Background: Most of the existing RNA structure prediction programs fold a completely synthesized RNA molecule. However, within the cell, RNA molecules emerge sequentially during the directed process of transcription. Dedicated experiments with individual RNA molecules have shown that RNA folds while it is being transcribed and that its correct folding can also depend on the proper speed of transcription.

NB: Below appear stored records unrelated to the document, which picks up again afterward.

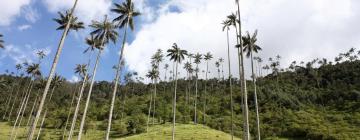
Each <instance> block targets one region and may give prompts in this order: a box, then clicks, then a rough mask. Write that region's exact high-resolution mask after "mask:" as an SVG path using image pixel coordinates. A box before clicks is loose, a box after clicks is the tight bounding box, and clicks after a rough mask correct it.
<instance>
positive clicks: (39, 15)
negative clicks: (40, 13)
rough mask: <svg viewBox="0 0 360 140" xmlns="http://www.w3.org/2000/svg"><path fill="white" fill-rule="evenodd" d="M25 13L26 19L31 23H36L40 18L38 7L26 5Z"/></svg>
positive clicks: (23, 10) (24, 8)
mask: <svg viewBox="0 0 360 140" xmlns="http://www.w3.org/2000/svg"><path fill="white" fill-rule="evenodd" d="M23 13H24V16H25V19H26V20H27V21H29V22H31V23H35V22H36V21H37V20H39V19H40V14H39V12H38V11H37V10H36V9H34V8H32V7H31V6H26V7H24V9H23Z"/></svg>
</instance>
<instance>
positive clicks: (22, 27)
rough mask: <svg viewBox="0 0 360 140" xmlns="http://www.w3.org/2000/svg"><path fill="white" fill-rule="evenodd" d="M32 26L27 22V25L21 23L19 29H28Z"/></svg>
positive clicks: (18, 29) (25, 29) (19, 26)
mask: <svg viewBox="0 0 360 140" xmlns="http://www.w3.org/2000/svg"><path fill="white" fill-rule="evenodd" d="M30 28H31V25H28V24H25V25H20V26H19V27H18V30H19V31H24V30H27V29H30Z"/></svg>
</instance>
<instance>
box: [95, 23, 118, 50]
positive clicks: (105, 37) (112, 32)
mask: <svg viewBox="0 0 360 140" xmlns="http://www.w3.org/2000/svg"><path fill="white" fill-rule="evenodd" d="M90 27H92V28H94V29H95V30H94V31H92V32H91V33H90V34H91V35H95V38H96V39H102V38H103V37H105V38H104V43H109V41H110V40H111V41H112V42H113V43H115V42H116V39H117V37H118V33H117V32H116V30H115V29H116V26H115V25H114V24H113V22H110V21H108V20H107V17H105V20H104V21H103V22H99V21H92V24H91V25H90ZM102 45H103V44H102ZM95 47H96V46H95ZM100 49H103V48H100Z"/></svg>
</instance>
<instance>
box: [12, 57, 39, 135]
mask: <svg viewBox="0 0 360 140" xmlns="http://www.w3.org/2000/svg"><path fill="white" fill-rule="evenodd" d="M26 73H27V74H28V75H31V78H30V84H29V87H28V89H27V90H26V93H25V96H24V98H23V100H22V103H21V105H20V108H19V110H18V111H19V112H18V114H17V117H16V120H15V123H14V127H13V131H14V132H15V135H14V139H16V137H17V129H18V128H19V127H20V125H21V122H22V119H23V116H24V113H25V110H26V107H27V104H28V101H29V98H30V95H31V91H32V88H33V83H34V81H35V79H36V78H39V77H40V76H41V72H40V65H39V64H35V63H33V64H31V65H28V66H27V68H26ZM19 119H20V120H19ZM13 131H12V132H11V138H12V137H13V135H12V134H13Z"/></svg>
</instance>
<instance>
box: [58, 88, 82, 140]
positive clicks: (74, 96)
mask: <svg viewBox="0 0 360 140" xmlns="http://www.w3.org/2000/svg"><path fill="white" fill-rule="evenodd" d="M77 89H78V84H76V86H75V90H74V92H73V97H72V98H71V103H70V107H69V112H68V115H67V117H66V123H65V127H64V132H63V135H62V140H65V136H66V129H67V125H68V122H69V118H70V115H71V109H72V105H73V103H74V100H75V96H76V92H77V91H78V90H77Z"/></svg>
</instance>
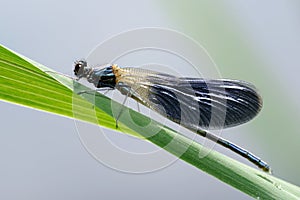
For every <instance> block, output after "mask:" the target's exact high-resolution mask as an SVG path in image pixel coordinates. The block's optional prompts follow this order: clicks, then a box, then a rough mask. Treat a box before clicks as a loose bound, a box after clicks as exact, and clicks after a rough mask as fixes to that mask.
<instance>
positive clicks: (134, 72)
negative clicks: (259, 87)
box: [117, 68, 262, 130]
mask: <svg viewBox="0 0 300 200" xmlns="http://www.w3.org/2000/svg"><path fill="white" fill-rule="evenodd" d="M123 70H124V71H123V72H122V74H123V75H122V76H120V77H119V79H118V84H117V85H118V86H119V87H118V86H117V88H118V89H119V90H120V91H121V92H122V90H123V89H124V88H126V91H127V92H128V91H130V95H131V97H132V98H134V99H135V100H137V101H139V102H141V103H142V104H144V105H145V106H147V107H150V108H151V109H153V110H155V111H156V112H158V113H160V114H161V115H163V116H165V117H167V118H168V119H170V120H172V121H174V122H176V123H178V124H181V125H182V126H185V127H187V128H189V129H191V130H198V129H201V128H205V129H208V128H209V129H221V128H227V127H232V126H237V125H239V124H242V123H245V122H247V121H249V120H251V119H252V118H253V117H255V116H256V115H257V113H258V112H259V111H260V109H261V107H262V99H261V97H260V96H259V94H258V93H257V90H256V89H255V87H254V86H253V85H251V84H249V83H247V82H243V81H237V80H226V79H224V80H222V79H217V80H210V79H208V80H206V79H200V78H179V77H175V76H171V75H168V74H161V73H157V72H153V71H149V70H144V69H136V68H124V69H123ZM120 86H121V87H120ZM124 86H126V87H124ZM122 88H123V89H122ZM128 88H130V89H128Z"/></svg>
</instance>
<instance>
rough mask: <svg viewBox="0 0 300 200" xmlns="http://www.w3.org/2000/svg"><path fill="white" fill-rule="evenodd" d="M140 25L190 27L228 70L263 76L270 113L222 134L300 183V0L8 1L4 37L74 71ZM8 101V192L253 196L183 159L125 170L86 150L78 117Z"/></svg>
mask: <svg viewBox="0 0 300 200" xmlns="http://www.w3.org/2000/svg"><path fill="white" fill-rule="evenodd" d="M239 2H240V3H239ZM140 27H162V28H171V29H174V30H178V31H180V32H183V33H185V34H187V35H189V36H191V37H192V38H194V39H195V40H197V41H198V42H199V43H201V44H202V45H203V46H204V47H205V48H206V49H207V51H208V52H209V54H210V55H211V56H212V58H213V59H214V61H215V62H216V64H217V65H218V67H219V70H220V72H221V74H222V75H223V77H224V78H232V79H241V80H246V81H249V82H252V83H254V84H255V85H256V86H257V88H259V90H260V93H261V94H262V96H263V98H264V107H263V109H262V111H261V113H260V114H259V115H258V117H256V118H255V119H254V120H253V121H251V122H250V123H247V124H245V125H242V126H239V127H235V128H231V129H228V130H225V131H224V134H223V136H224V137H225V138H227V139H229V140H231V141H233V142H235V143H237V144H239V145H241V146H243V147H245V148H247V149H249V150H251V151H253V152H255V154H257V155H259V156H260V157H262V158H263V159H264V160H266V161H268V162H269V164H270V165H271V167H272V168H273V170H274V174H275V176H277V177H280V178H282V179H284V180H287V181H289V182H291V183H294V184H296V185H300V170H299V168H300V160H299V153H298V152H299V148H300V143H299V139H300V134H299V127H298V125H299V121H300V120H299V119H300V105H299V99H300V93H299V86H300V79H299V78H298V77H299V72H300V70H299V66H300V60H299V56H300V55H299V52H300V38H299V35H300V3H299V1H296V0H288V1H276V2H274V1H263V2H261V1H247V2H243V3H242V2H241V1H199V2H198V1H190V2H187V1H186V2H185V3H184V4H183V3H182V2H181V1H143V2H142V1H126V2H122V1H77V2H74V1H57V0H52V1H49V0H47V1H38V0H28V1H23V2H22V1H16V0H11V1H2V2H1V13H0V33H1V36H0V42H1V44H3V45H5V46H7V47H9V48H10V49H12V50H14V51H17V52H19V53H21V54H23V55H25V56H27V57H29V58H31V59H33V60H35V61H37V62H39V63H41V64H44V65H45V66H48V67H50V68H53V69H54V70H56V71H60V72H63V73H65V74H69V75H71V74H72V73H71V71H72V64H73V61H74V60H76V59H78V58H83V57H85V56H86V55H87V54H88V53H89V52H90V50H91V49H93V48H94V47H95V45H97V44H98V43H100V42H102V41H103V40H105V39H107V38H109V37H110V36H112V35H114V34H117V33H119V32H123V31H126V30H129V29H133V28H140ZM120 45H122V44H120ZM200 70H201V69H200ZM0 110H1V112H0V120H1V134H0V156H1V165H0V177H1V179H0V198H1V199H14V200H15V199H121V198H122V199H141V198H143V199H184V198H186V199H202V198H204V199H220V198H222V199H229V198H234V199H250V197H248V196H247V195H245V194H243V193H241V192H240V191H238V190H236V189H234V188H232V187H230V186H227V185H225V184H224V183H222V182H220V181H219V180H217V179H215V178H214V177H211V176H209V175H207V174H205V173H203V172H201V171H199V170H197V169H195V168H194V167H192V166H189V165H188V164H186V163H184V162H182V161H177V162H176V163H175V164H173V165H171V166H170V167H167V168H165V169H163V170H160V171H158V172H154V173H148V174H141V175H133V174H125V173H120V172H117V171H115V170H112V169H110V168H107V167H105V166H103V165H102V164H100V163H99V162H97V161H96V160H94V159H93V158H92V157H91V156H90V155H89V154H88V153H87V152H86V150H85V149H84V148H83V146H82V145H81V143H80V140H79V138H78V135H77V133H76V130H75V126H74V121H73V120H72V119H67V118H64V117H60V116H55V115H51V114H48V113H44V112H40V111H36V110H32V109H28V108H24V107H20V106H16V105H12V104H8V103H5V102H0ZM123 138H124V140H125V141H124V142H126V137H123ZM216 150H218V151H221V152H222V153H224V154H227V155H229V156H231V157H234V158H236V159H238V160H240V161H242V162H245V163H248V162H247V161H245V160H244V159H241V158H239V157H237V156H235V155H233V154H232V153H230V152H228V151H226V150H224V149H222V148H219V147H217V148H216Z"/></svg>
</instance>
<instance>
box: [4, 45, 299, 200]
mask: <svg viewBox="0 0 300 200" xmlns="http://www.w3.org/2000/svg"><path fill="white" fill-rule="evenodd" d="M45 71H52V70H51V69H49V68H47V67H45V66H43V65H40V64H38V63H36V62H34V61H32V60H30V59H28V58H26V57H24V56H22V55H19V54H17V53H14V52H13V51H11V50H9V49H7V48H5V47H3V46H0V100H2V101H6V102H10V103H14V104H19V105H22V106H27V107H30V108H33V109H38V110H42V111H46V112H49V113H54V114H58V115H61V116H65V117H69V118H74V117H76V119H79V120H82V121H86V122H89V123H97V124H99V125H101V126H103V127H106V128H110V129H116V128H115V120H114V118H113V115H112V110H111V108H110V105H111V101H113V100H111V99H109V98H107V97H105V96H103V95H101V94H98V93H97V94H96V96H95V100H94V99H91V95H82V96H78V95H77V94H76V92H75V93H74V91H73V90H74V88H78V89H80V90H86V89H88V88H86V87H85V86H83V85H81V84H79V83H77V82H74V81H73V80H72V79H70V78H67V77H65V76H62V75H59V74H57V73H50V72H47V73H46V72H45ZM74 86H75V87H74ZM72 100H73V101H74V100H75V101H76V102H79V103H80V105H82V107H81V109H80V112H78V113H75V114H74V113H73V109H72V105H73V103H72ZM94 101H95V103H94V104H93V102H94ZM115 104H116V105H118V104H117V103H115ZM93 106H94V108H95V112H96V118H97V120H95V119H94V117H93V116H90V115H89V114H88V111H87V109H85V108H87V107H93ZM119 106H121V105H119ZM130 113H131V116H132V117H133V118H134V119H136V123H139V124H141V125H142V124H147V123H148V122H149V120H150V119H149V118H148V117H146V116H144V115H142V114H140V113H138V112H135V111H133V110H131V111H130ZM120 126H121V127H122V130H126V132H127V133H128V134H131V135H134V136H138V137H145V138H146V139H147V140H149V141H150V142H152V143H154V144H155V145H157V146H159V147H161V148H164V149H165V150H166V151H168V152H170V153H172V154H174V155H175V156H178V157H179V158H180V159H182V160H184V161H186V162H187V163H189V164H191V165H193V166H194V167H197V168H198V169H201V170H202V171H205V172H207V173H208V174H210V175H212V176H214V177H216V178H218V179H219V180H221V181H223V182H225V183H227V184H229V185H231V186H233V187H235V188H237V189H238V190H240V191H242V192H244V193H246V194H249V195H250V196H252V197H255V198H260V199H299V198H300V188H299V187H298V186H295V185H292V184H290V183H287V182H285V181H283V180H281V179H278V178H276V177H274V176H272V175H269V174H267V173H264V172H262V171H260V170H257V169H254V168H251V167H249V166H247V165H244V164H242V163H240V162H238V161H235V160H233V159H231V158H228V157H226V156H225V155H222V154H220V153H218V152H215V151H210V153H209V154H208V155H207V156H206V157H204V158H200V157H199V153H200V150H201V151H209V150H208V149H205V148H204V147H202V146H201V145H200V144H198V143H195V142H193V141H191V140H190V139H188V138H186V137H184V136H182V135H180V134H178V133H176V132H175V131H173V130H172V129H170V128H168V127H165V126H164V125H162V124H160V123H158V122H155V123H153V124H152V126H155V127H158V128H159V129H160V131H159V132H158V133H157V134H155V135H154V136H151V134H152V133H151V132H150V131H143V130H140V129H137V128H136V127H134V126H131V125H130V123H129V122H128V121H127V120H126V119H123V120H121V124H120ZM148 130H149V129H148ZM149 136H150V137H149ZM171 141H172V142H171ZM170 144H171V145H170ZM182 150H186V151H184V153H183V154H181V151H182Z"/></svg>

Methods: The main aim of this work is to study if and how co-transcriptional folding is encoded within the primary and secondary structure of RNA genes. In order to achieve this, we study the known primary and secondary structures of a comprehensive data set of 361 RNA genes as well as a set of 48 RNA sequences that are known to differ from the originally transcribed sequence units. We detect co-transcriptional folding by defining two measures of directedness which quantify the extend of asymmetry between alternative helices that lie 5' and those that lie 3' of the known helices with which they compete.
Results: We show with statistical significance that co-transcriptional folding strongly influences RNA sequences in two ways: (1) alternative helices that would compete with the formation of the functional structure during co-transcriptional folding are suppressed and (2) the formation of transient structures which may serve as guidelines for the co-transcriptional folding pathway is encouraged.
Conclusions: These findings have a number of implications for RNA secondary structure prediction methods and the detection of RNA genes.